Mr Clarke said that he ‘hoped’ premiums would decrease in price, adding: that such a fall ‘is in the hands of the insurance industry and the competitive market in which it works.’

This evident reluctance to give a clear answer suggests that the government is hand-in-hand with the insurance industry, listening to their complaints and acting on their behalf to blame personal injury companies for rise in costs.

Mr Clarke says that he is ‘in favour of people who have suffered injury because of the fault or negligence of somebody else receiving proper compensation,’ but it remains to be seen whether his proposals are merely robbing many to feed a few.

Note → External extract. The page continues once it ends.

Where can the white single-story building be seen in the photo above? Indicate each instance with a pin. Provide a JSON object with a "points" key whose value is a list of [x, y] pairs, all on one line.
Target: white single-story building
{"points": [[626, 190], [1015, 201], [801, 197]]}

Richard Craig is a spokesman for Accident Advice Helpline


  1. 1
    Linda Knox

    Would I not be right in saying that the loosing party pays the cost of the case and therefore the winning Claiman would only be paying what the Judge decided should be the ‘Success Fee’ UP TO 25% so if the greedy solicitor wants to make more than his fee for the job, then it would be his client that pays? Surely solicitors fees are high enough, why then should they be given a payment ontop? Greed? Don’t tell me it is because of the risk they take in taking a no win no fee case as both they and the insurance companies assess the risk before they take a case on and do not take on a case they do not think they can win. DO not try and frighten people to save you BIG FAT SUCCESS FEES!

    Report abuse

    • The Man Without Fear

      @Linda Knox.

      Not all claims are successful and a significant amount of time and money is spent on pursuing the unsuccessful ones. Solicitors are less inclined to pursue risky cases (those with approx 50-55% probability of success) because there is a significant risk that their investment will not be returned. This means that people who have potentially weak cases are potentially denied access to justice. Success fees are supposed to address this problem – it widens access to justice by making it less financially risky to pursue weaker cases.